Terrorists Poisoned Lahore's Melting Pot

By Arooj Khalid
Senior Reporter
LAHORE, Pakistan – Toddlers and children playing around the swings, people celebrating the joyous arrival of spring. It was Easter, a holiday widely celebrated in my city.
This seems like the description of a nice evening at the park.  Would that it remained so.
 A suicide bomber attacked a local park in Lahore around 7 p.m. on Easter Sunday.  More than 60 people lost their lives, more than 300 families are praying for the recovery of their injured relatives.

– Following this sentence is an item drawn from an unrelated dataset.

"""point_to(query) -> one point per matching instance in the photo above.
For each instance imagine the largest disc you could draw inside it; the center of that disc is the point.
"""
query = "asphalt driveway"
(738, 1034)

News channels are flashing footage of the rescuers. Ambulances are speeding by, loved ones are running here and there.
There’s an influx of social media posts, some condemning the attack and some blaming it on opposing organizations. Other posts show pictures of children who got separated from their parents in the rampage after the blast, and some are trying to identify the suicide bomber. Some even go as far as to say that the blast was nothing more than a distraction for the public from the recently captured agent of RAW, the Indian intelligence agency.
A faction of the Taliban recently claimed responsibility for the suicide bombing in the park and openly stated the targets were the Christian minority of Pakistan – and that similar attacks would continue.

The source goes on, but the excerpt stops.